Die Kliniken Schmieder und die Gewerkschaft Verdi haben in der dritten Verhandlungsrunde eine Tarifeinigung erzielt. Wie die Arbeitgeberseite mitteilt, schaffe der Abschluss „spürbare Verbesserungen für die Beschäftigten und zugleich langfristige Planungs- und Finanzierungssicherheit für die Kliniken Schmieder an ihren sechs Standorten in Baden-Württemberg“.
Kliniken Schmieder in Gerlingen Tarifeinigung: „Frühzeitige Gehaltserhöhung dank Druck der Belegschaft“
Verdi und die Kliniken Schmieder erzielen einen Tarifabschluss. Er bringt den Mitarbeitern Gehaltssteigerungen – aber auch Kompromisse waren nötig.
„Der Tarifkonflikt um eine Erhöhung der Tabellenentgelte, der Jahressonderzahlung und des Urlaubsgeldes ist damit vorerst beigelegt“, heißt es auch von Gewerkschaftsseite.
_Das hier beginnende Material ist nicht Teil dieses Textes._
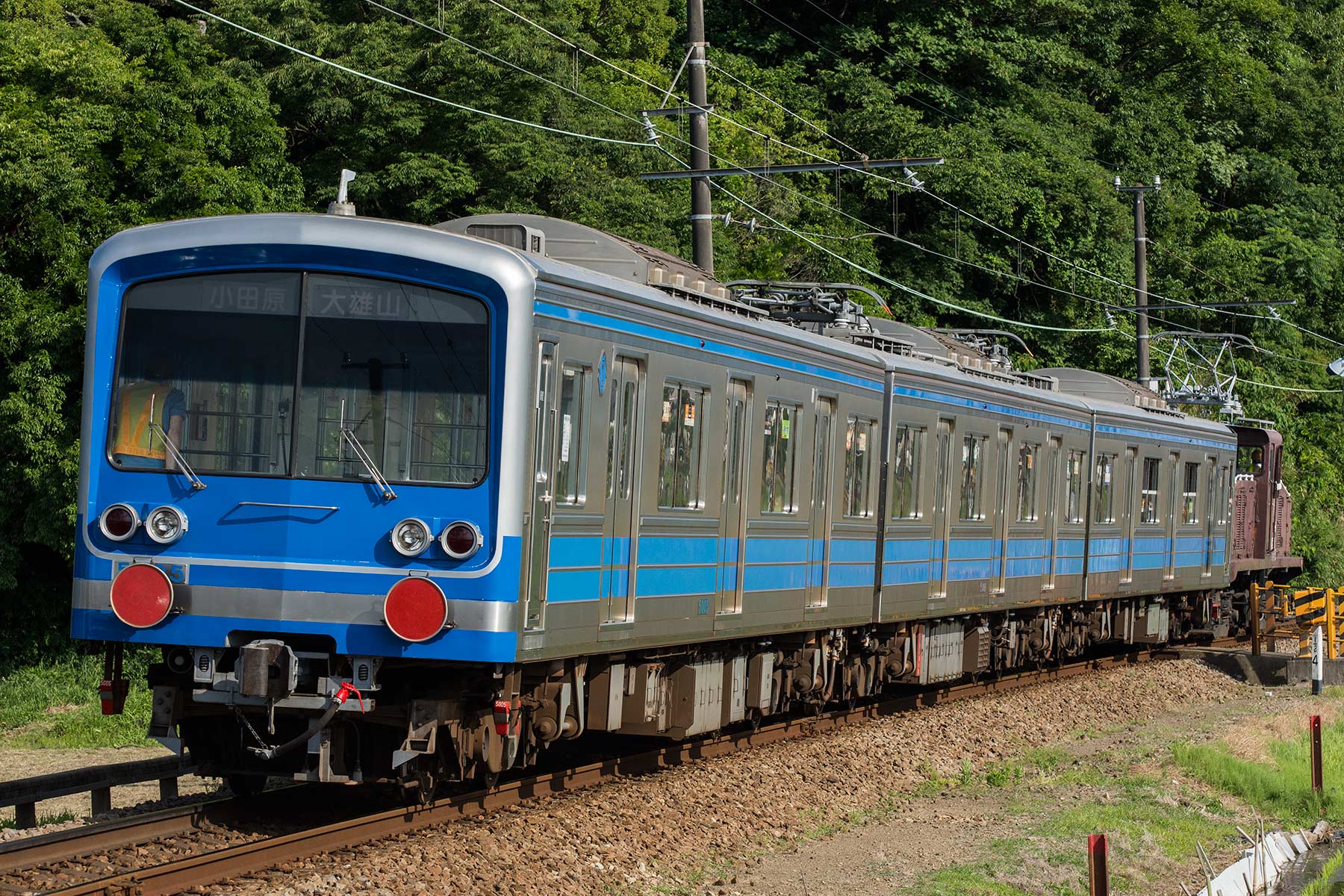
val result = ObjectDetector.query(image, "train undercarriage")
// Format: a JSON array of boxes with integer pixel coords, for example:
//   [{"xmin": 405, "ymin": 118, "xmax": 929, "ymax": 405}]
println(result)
[{"xmin": 141, "ymin": 591, "xmax": 1247, "ymax": 798}]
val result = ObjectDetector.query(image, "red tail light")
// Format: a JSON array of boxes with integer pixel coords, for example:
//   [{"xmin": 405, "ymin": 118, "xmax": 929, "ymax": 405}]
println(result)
[
  {"xmin": 383, "ymin": 576, "xmax": 447, "ymax": 644},
  {"xmin": 111, "ymin": 563, "xmax": 172, "ymax": 629}
]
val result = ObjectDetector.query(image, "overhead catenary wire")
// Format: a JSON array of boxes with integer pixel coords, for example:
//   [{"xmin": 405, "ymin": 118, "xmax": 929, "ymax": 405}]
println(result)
[
  {"xmin": 706, "ymin": 59, "xmax": 867, "ymax": 157},
  {"xmin": 187, "ymin": 0, "xmax": 1332, "ymax": 392},
  {"xmin": 709, "ymin": 173, "xmax": 1113, "ymax": 333},
  {"xmin": 165, "ymin": 0, "xmax": 649, "ymax": 148},
  {"xmin": 478, "ymin": 0, "xmax": 1334, "ymax": 341},
  {"xmin": 746, "ymin": 0, "xmax": 1344, "ymax": 345}
]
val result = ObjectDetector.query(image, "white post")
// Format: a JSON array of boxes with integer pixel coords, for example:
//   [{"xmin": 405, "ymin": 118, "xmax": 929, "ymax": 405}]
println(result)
[{"xmin": 1312, "ymin": 626, "xmax": 1325, "ymax": 696}]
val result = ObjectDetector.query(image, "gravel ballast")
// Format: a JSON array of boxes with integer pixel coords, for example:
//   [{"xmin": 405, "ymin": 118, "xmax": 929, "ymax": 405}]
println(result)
[{"xmin": 211, "ymin": 659, "xmax": 1246, "ymax": 896}]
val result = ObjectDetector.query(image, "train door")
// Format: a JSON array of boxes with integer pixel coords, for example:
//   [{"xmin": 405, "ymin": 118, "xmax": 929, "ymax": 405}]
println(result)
[
  {"xmin": 929, "ymin": 420, "xmax": 951, "ymax": 600},
  {"xmin": 718, "ymin": 380, "xmax": 751, "ymax": 615},
  {"xmin": 1040, "ymin": 435, "xmax": 1063, "ymax": 590},
  {"xmin": 1119, "ymin": 447, "xmax": 1139, "ymax": 582},
  {"xmin": 601, "ymin": 358, "xmax": 644, "ymax": 625},
  {"xmin": 1163, "ymin": 451, "xmax": 1181, "ymax": 579},
  {"xmin": 523, "ymin": 341, "xmax": 556, "ymax": 630},
  {"xmin": 995, "ymin": 429, "xmax": 1012, "ymax": 594},
  {"xmin": 1204, "ymin": 458, "xmax": 1219, "ymax": 575},
  {"xmin": 808, "ymin": 398, "xmax": 836, "ymax": 607}
]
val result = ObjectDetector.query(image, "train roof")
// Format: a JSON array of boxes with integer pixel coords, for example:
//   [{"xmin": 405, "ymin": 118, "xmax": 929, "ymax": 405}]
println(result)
[{"xmin": 435, "ymin": 214, "xmax": 1233, "ymax": 439}]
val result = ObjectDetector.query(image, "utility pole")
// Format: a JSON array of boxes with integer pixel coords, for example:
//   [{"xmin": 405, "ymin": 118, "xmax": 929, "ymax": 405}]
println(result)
[
  {"xmin": 685, "ymin": 0, "xmax": 714, "ymax": 274},
  {"xmin": 1116, "ymin": 175, "xmax": 1163, "ymax": 392},
  {"xmin": 640, "ymin": 0, "xmax": 942, "ymax": 274}
]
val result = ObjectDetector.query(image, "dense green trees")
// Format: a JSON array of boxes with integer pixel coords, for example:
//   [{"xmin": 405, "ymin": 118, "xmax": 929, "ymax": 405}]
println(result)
[{"xmin": 0, "ymin": 0, "xmax": 1344, "ymax": 666}]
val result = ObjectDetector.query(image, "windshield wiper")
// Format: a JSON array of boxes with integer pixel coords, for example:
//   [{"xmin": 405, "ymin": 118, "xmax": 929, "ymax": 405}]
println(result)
[
  {"xmin": 336, "ymin": 399, "xmax": 396, "ymax": 501},
  {"xmin": 149, "ymin": 395, "xmax": 205, "ymax": 491}
]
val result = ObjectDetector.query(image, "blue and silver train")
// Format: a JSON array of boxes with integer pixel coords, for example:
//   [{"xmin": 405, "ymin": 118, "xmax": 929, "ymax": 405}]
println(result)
[{"xmin": 71, "ymin": 208, "xmax": 1301, "ymax": 794}]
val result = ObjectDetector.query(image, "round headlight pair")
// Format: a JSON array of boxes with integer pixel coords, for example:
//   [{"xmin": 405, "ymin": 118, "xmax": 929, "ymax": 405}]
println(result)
[
  {"xmin": 393, "ymin": 517, "xmax": 485, "ymax": 560},
  {"xmin": 98, "ymin": 504, "xmax": 187, "ymax": 544}
]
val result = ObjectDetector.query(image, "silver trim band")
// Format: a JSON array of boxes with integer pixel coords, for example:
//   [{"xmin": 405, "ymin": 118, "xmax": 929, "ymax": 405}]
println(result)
[{"xmin": 72, "ymin": 579, "xmax": 517, "ymax": 632}]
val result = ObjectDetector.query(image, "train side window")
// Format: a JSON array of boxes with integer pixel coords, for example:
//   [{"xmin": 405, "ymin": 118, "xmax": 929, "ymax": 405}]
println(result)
[
  {"xmin": 844, "ymin": 417, "xmax": 874, "ymax": 517},
  {"xmin": 555, "ymin": 364, "xmax": 588, "ymax": 506},
  {"xmin": 1018, "ymin": 442, "xmax": 1040, "ymax": 523},
  {"xmin": 761, "ymin": 402, "xmax": 798, "ymax": 513},
  {"xmin": 1180, "ymin": 464, "xmax": 1199, "ymax": 525},
  {"xmin": 1139, "ymin": 457, "xmax": 1163, "ymax": 523},
  {"xmin": 1092, "ymin": 454, "xmax": 1116, "ymax": 523},
  {"xmin": 1065, "ymin": 451, "xmax": 1083, "ymax": 523},
  {"xmin": 891, "ymin": 426, "xmax": 924, "ymax": 520},
  {"xmin": 961, "ymin": 435, "xmax": 985, "ymax": 520},
  {"xmin": 659, "ymin": 383, "xmax": 706, "ymax": 511}
]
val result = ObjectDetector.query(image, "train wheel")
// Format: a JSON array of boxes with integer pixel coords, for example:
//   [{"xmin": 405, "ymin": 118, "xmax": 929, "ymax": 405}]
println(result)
[{"xmin": 225, "ymin": 772, "xmax": 266, "ymax": 798}]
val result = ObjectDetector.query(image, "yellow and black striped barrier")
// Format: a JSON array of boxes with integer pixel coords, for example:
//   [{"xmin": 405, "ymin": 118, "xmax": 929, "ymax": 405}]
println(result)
[{"xmin": 1251, "ymin": 582, "xmax": 1344, "ymax": 659}]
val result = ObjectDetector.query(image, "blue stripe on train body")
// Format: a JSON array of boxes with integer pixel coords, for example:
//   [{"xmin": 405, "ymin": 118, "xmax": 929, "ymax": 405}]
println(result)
[{"xmin": 547, "ymin": 536, "xmax": 1226, "ymax": 602}]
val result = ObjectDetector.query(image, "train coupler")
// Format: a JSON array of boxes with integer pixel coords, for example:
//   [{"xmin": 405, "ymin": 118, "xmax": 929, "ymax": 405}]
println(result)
[{"xmin": 98, "ymin": 641, "xmax": 131, "ymax": 716}]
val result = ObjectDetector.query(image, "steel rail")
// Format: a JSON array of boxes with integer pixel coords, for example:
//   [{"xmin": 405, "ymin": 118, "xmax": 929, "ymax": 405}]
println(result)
[{"xmin": 18, "ymin": 642, "xmax": 1223, "ymax": 896}]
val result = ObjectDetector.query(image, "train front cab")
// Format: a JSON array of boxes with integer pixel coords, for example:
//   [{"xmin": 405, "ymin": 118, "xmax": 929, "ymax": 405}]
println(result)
[
  {"xmin": 1231, "ymin": 426, "xmax": 1302, "ymax": 591},
  {"xmin": 71, "ymin": 215, "xmax": 534, "ymax": 780}
]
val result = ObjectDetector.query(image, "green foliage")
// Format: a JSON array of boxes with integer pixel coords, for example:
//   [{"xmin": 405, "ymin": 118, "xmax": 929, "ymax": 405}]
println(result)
[
  {"xmin": 0, "ymin": 0, "xmax": 302, "ymax": 607},
  {"xmin": 1172, "ymin": 720, "xmax": 1344, "ymax": 827},
  {"xmin": 0, "ymin": 650, "xmax": 158, "ymax": 750},
  {"xmin": 0, "ymin": 0, "xmax": 1344, "ymax": 662}
]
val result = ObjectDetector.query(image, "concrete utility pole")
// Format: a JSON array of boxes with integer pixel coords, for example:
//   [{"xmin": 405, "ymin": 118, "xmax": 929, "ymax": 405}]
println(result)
[
  {"xmin": 685, "ymin": 0, "xmax": 714, "ymax": 274},
  {"xmin": 1116, "ymin": 175, "xmax": 1163, "ymax": 392}
]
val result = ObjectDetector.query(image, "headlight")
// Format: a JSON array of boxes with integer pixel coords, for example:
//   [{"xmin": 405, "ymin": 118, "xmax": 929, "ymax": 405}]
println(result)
[
  {"xmin": 393, "ymin": 517, "xmax": 430, "ymax": 558},
  {"xmin": 438, "ymin": 520, "xmax": 485, "ymax": 560},
  {"xmin": 145, "ymin": 504, "xmax": 187, "ymax": 544},
  {"xmin": 98, "ymin": 504, "xmax": 140, "ymax": 541}
]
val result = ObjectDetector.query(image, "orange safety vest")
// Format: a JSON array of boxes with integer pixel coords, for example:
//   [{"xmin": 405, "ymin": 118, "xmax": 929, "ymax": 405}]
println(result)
[{"xmin": 111, "ymin": 382, "xmax": 172, "ymax": 461}]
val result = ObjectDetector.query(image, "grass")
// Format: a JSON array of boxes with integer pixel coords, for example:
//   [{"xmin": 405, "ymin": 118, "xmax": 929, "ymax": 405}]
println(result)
[
  {"xmin": 0, "ymin": 652, "xmax": 153, "ymax": 750},
  {"xmin": 1298, "ymin": 853, "xmax": 1344, "ymax": 896},
  {"xmin": 1172, "ymin": 719, "xmax": 1344, "ymax": 827},
  {"xmin": 897, "ymin": 865, "xmax": 1042, "ymax": 896}
]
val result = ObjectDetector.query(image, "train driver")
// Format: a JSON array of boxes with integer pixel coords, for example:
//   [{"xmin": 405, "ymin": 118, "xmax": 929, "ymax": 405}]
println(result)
[{"xmin": 111, "ymin": 360, "xmax": 187, "ymax": 470}]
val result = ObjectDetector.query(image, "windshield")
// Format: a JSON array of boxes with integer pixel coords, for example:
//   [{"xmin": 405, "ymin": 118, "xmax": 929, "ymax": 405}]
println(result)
[{"xmin": 109, "ymin": 271, "xmax": 489, "ymax": 485}]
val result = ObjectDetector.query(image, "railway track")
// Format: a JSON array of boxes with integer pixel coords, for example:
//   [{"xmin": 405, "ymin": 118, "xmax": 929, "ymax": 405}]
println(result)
[{"xmin": 0, "ymin": 639, "xmax": 1238, "ymax": 896}]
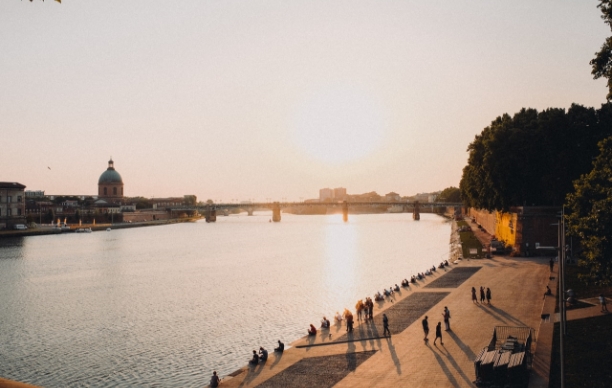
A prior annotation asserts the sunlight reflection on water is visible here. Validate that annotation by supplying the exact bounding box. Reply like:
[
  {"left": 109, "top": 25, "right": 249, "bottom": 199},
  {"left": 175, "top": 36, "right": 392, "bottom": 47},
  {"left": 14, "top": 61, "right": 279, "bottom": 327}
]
[{"left": 0, "top": 214, "right": 450, "bottom": 387}]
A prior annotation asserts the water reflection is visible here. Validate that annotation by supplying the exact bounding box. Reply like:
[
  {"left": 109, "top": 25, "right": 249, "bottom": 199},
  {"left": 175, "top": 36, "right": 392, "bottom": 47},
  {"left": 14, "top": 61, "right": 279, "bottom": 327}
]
[
  {"left": 0, "top": 214, "right": 450, "bottom": 387},
  {"left": 324, "top": 220, "right": 360, "bottom": 307}
]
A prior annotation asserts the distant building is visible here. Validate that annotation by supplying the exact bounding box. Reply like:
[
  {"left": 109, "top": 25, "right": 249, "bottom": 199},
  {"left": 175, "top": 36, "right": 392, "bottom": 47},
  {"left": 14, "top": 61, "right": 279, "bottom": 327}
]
[
  {"left": 149, "top": 197, "right": 184, "bottom": 209},
  {"left": 319, "top": 188, "right": 334, "bottom": 202},
  {"left": 334, "top": 187, "right": 346, "bottom": 201},
  {"left": 98, "top": 158, "right": 123, "bottom": 202},
  {"left": 25, "top": 190, "right": 45, "bottom": 199},
  {"left": 414, "top": 193, "right": 433, "bottom": 203},
  {"left": 0, "top": 182, "right": 26, "bottom": 229},
  {"left": 385, "top": 191, "right": 402, "bottom": 202}
]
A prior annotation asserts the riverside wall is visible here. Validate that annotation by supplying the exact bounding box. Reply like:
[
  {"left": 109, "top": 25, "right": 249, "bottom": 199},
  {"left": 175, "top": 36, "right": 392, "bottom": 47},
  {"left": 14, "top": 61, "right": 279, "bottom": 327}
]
[{"left": 467, "top": 206, "right": 561, "bottom": 256}]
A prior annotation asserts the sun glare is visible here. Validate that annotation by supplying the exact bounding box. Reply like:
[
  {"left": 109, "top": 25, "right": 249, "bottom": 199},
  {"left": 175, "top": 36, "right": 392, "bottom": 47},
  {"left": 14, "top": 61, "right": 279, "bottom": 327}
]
[{"left": 292, "top": 88, "right": 385, "bottom": 163}]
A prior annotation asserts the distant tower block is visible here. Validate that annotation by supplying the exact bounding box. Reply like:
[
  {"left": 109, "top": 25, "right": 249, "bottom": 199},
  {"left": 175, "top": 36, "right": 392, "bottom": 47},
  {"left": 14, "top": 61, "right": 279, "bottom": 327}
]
[
  {"left": 272, "top": 202, "right": 280, "bottom": 222},
  {"left": 412, "top": 201, "right": 421, "bottom": 221},
  {"left": 204, "top": 206, "right": 217, "bottom": 222}
]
Um Bewegung in die zuletzt stockenden Verhandlungen zu bringen, hatten sich laut Verdi zuletzt knapp 300 Beschäftigte an einem ganztägigen Warnstreik beteiligt.
Kliniken Schmieder in Gerlingen: Beschäftigte erhalten mehr Geld
„Am Ende der Verhandlungen steht ein Ergebnis, das den Beschäftigten eine frühzeitige und spürbare Gehaltserhöhung bringt. Damit konnte ein zentrales Ziel nicht zuletzt aufgrund des Drucks der Belegschaft erreicht werden. Bei Weihnachts- und Urlaubsgeld bleibt das Verhandlungsergebnis hinter unseren Erwartungen zurück. Entscheidend ist, dass das Vergütungsniveau des TVöD abgesichert ist und sich die Kliniken Schmieder in Zukunft schrittweise den Arbeitsbedingungen im öffentlichen Dienst annähern“, sagt Verdi-Verhandlungsführer Simon Wiese.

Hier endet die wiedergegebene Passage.